Sustainable Spark Development

Sean McIntyre
Software Architect

The Problem

Uncharted in a nutshell:

Data Science
Machine Learning
Data cleaning and enrichment
Custom visual analytics software

Visualization is a broad term these days, and it often involves a lot of data processing to create something useful.

From a different perspective:

Data Scientists
Computer Scientists
Software Engineers
Dev Ops
...and many more

Developing big, data-driven applications involves all of these folks!

The informal workflow
i.e. "what always happens"

Data collection (Dev Ops/Engineers)
Exploratory data analysis (Data scientist)
Application development (Engineers)
Algorithm optimization (Data/computer scientists)
Deployment/Scaling (Engineers/Dev Ops)

Issues:

Everyone ends up touching Spark
Spark is hard to learn, and hard to use correctly
Scripts written for data analysis are productionized due to time constraints
Scripts are not sufficiently modular to re-use. Wheel reinventing ensues.

It became clear very quickly that this process is not sustainable.

What is Sustainability?

Priorities:

Retain the productivity/flexibility afforded by scripting
Balance with the need for modularity
Promote code reuse and composability
"Hey, how did you parse that twitter data?"
Reduce barriers to entry for new team members
people shouldn't have to be Spark experts to write efficient code

The Solution

Sparkpipe!

              
$ ./spark-shell \
  --packages software.uncharted.sparkpipe:sparkpipe-core:0.9.7

              
// import data
val df = sqlContext.read
  .format("json")
  .load("tweets.json.gz")

// add column containing words from tweet text
import scala.reflect.runtime.universe._
import org.apache.spark.sql.Column
val wordsColumn = udf {
	(text: String) => text.trim.split("\\s+?")
}(typeTag[Array[String]], typeTag[String])(new Column("text"))
val df2 = df.withColumn("tweet_words", wordsColumn)

// do other things (if you're not in tears)
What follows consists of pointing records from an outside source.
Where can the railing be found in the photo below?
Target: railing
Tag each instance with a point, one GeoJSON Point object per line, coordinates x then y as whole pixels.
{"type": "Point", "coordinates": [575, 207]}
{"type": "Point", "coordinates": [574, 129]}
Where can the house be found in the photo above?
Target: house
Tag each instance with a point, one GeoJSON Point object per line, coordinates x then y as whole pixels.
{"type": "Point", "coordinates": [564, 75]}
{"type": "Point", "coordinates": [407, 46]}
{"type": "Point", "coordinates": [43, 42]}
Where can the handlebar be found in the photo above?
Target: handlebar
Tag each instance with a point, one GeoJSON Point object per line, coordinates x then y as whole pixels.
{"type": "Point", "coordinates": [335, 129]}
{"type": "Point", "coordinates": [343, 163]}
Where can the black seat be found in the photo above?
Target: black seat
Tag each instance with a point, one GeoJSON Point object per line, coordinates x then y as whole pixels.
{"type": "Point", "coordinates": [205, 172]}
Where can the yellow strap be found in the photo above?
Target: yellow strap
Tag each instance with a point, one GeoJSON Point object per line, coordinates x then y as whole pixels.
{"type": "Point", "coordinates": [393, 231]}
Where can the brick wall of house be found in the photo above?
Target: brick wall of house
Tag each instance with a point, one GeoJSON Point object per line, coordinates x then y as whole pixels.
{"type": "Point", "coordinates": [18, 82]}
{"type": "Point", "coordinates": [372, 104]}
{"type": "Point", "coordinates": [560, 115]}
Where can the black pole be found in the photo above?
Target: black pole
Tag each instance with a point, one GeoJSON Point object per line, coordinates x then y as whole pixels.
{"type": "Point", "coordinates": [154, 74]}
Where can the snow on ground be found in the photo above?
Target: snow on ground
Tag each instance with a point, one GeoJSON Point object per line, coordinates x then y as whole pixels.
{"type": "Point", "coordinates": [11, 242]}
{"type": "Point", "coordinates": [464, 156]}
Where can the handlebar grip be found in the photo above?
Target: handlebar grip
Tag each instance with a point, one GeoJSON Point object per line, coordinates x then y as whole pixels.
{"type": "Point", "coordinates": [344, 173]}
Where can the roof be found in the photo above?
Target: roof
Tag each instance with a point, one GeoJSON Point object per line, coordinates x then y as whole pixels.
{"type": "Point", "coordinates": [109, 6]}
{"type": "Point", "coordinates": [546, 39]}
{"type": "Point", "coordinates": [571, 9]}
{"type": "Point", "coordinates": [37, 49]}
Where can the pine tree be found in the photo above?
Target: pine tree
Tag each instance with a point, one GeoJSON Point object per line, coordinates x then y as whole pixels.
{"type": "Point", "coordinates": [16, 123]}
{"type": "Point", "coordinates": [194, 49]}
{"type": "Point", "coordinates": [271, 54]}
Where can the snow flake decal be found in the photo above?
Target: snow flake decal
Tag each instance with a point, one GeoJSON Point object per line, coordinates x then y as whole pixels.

There are things which are unintuitive in the Spark API

              
import software.uncharted.sparkpipe.Pipe
import software.uncharted.sparkpipe.ops.core.{dataframe => dfo}

val ingest = Pipe(sqlContext)
.to(dfo.io.read(format = "json", path = "tweets.json.gz"))
.to(dfo.addColumn(
	"tweet_words",
	(text: String) => text.trim.split("\\s+?"),
	"text"
))
val df = ingest.run

Sparkpipe aims to make them simpler and more semantically clear

              
import software.uncharted.sparkpipe.Pipe
import software.uncharted.sparkpipe.ops.community.{twitter => twops}

val ingest = Pipe(sqlContext)
.to(twops.io.read(format = "json", path = "tweets.json.gz"))
.to(twops.tweet.hashtags("tweet_hashtags"))

val df = ingest.run

more importantly, we want to reduce boilerplate
in domain-specific situations

The operation becomes the single modular unit that developers and data scientists can agree on.

              
// operations are just simple scala functions!
def myOperation(arg1: String, arg2: Int)(input: DataFrame): DataFrame = {
  /* do something */
}

They should each do one thing, and do it well
(with well-defined inputs and outputs)
©UNIX :)

Advantages for Uncharted

Pipelines are highly scriptable!
Isolation from changes in the underlying Spark API
(i.e. RDD -> DataFrame -> Dataset)
Hide the uglier parts of Spark
Pipelines separate scripts into modular, reusable bits without adding too much overhead
Productionize scripts, optimize later
Simple DSL encourages a specific format for functions, and separates structure from implementation details

Separating structure from implementation details:

							
// linear
val ingest = Pipe(red).to(blue).to(green).to(yellow)
// branch
val analysis1 = pipe.to(something).to(somethingElse)
val analysis2 = pipe.to(anotherOp)
// merge
val output = Pipe(analysis1, analysis2).to(outputOp)
//non-linear pipelines are cool!

This makes even complex scripts easier to parse and share than the corresponding raw Spark code.

The Bottom Line

We're not trying to replace the underlying Spark API, so you generally won't find ops that wrap simple things like select().

							
Pipe(sqlContext)
.to(twops.io.read(format = "json", path = "tweets.json.gz"))
.to(_.select("text")) //you can use scala inlines anytime you want!
.run

In particular, we're not trying to replace the SparkML Pipeline, though we do have ops for using it with Sparkpipe.

We've released sparkpipe-core as open source, and it's available now from Maven central.

We're also hard at work on domain-specific libraries which will also be open source.

sparkpipe-twitter-ops
sparkpipe-instagram-ops
sparkpipe-gdelt-ops
sparkpipe-salt-ops (visualization)
etc.

But I need your help!

Creating sparkpipe has helped improve the productivity of developers within my company.

But it would be even more powerful if a community of domain-specific libraries developed around it!